Era o ano de 1985, Altina ainda fumava. Já tinha tentado largar o vício outras vezes, mas fraquejava diante de um cigarro. "Quando eu morava lá, passava sempre. Parava o carro, acendia uma velinha. Fui me apegando. Me vali dela. Pedi força, junto a Deus e a ela, e deu certo", descreve. Nos quatro primeiros meses em que o cruzeiro foi erguido, havia uma portinha de vidro em que os fiéis depositavam cédulas de menor valor e moedas. Esmolas de gratidão aos feitos milagreiros da Menina. "Até um dia em que um bêbado passou, quebrou o vidro e pegou o dinheiro", lamenta Altina.

"As pessoas sempre vêm para rezar o terço. Nunca fui para pedir. Passo, me benzo, rezo um Padre Nosso pra ela, na intenção da minha família. No que ela puder fazer de bem para defender os males pela minha família, agradeço", afirma seu Dedé. O lugar recebe grande visitação no dia 12 de outubro, com caminhadas feitas a partir da sede municipal de Iracema. Até o cruzeiro, é uma passada de aproximadamente três quilômetros. Também há boa presença no Dia de Finados.

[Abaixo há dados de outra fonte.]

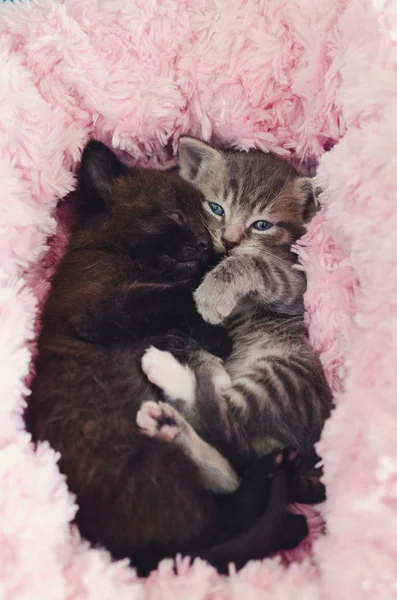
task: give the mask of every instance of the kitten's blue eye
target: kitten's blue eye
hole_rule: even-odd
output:
[[[214,215],[216,215],[217,217],[223,217],[223,215],[225,214],[225,211],[223,210],[222,206],[217,202],[208,202],[208,206],[210,207]]]
[[[273,227],[273,223],[269,223],[269,221],[255,221],[255,223],[252,223],[252,227],[257,231],[266,231],[266,229]]]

O município, segundo o secretário de Esportes e Cultura, Ari Diógenes, tem três padroeiras locais: Nossa Senhora da Conceição na sede, Nossa Senhora do Carmo, na comunidade quilombola da Vila dos Bastiões, e Santa Margarida de Alacoc, no distrito de Ema. A história da criança não é formalizada pela Igreja Católica, mas ganha sempre o respeito de quem acredita.

Curiosidades

AÇUDE. Numa propriedade vizinha ao cruzeiro da Menina Perdida, um produtor construiu um açude que, neste ano, ganhou bom volume com as chuvas. O reservatório transbordou e a água escorreu para o entorno do monumento, deixando o lugar sempre empoçado. Apesar da coincidência, o fato tem chamado a curiosidade, já que a menina teria morrido de sede e fome.

ATRAÇÃO."Toda história de devoção é importante para qualquer município. Essa da Menina Perdida não é diferente. Muitos devotos dela vêm fazer suas orações, fazer preces e homenagens de alguma graça ou até mesmo pela comoção com a morte. Isso é importante para o município, nossa cidade é muito religiosa", pontua o secretário de Esportes e Cultura, Ari Diógenes.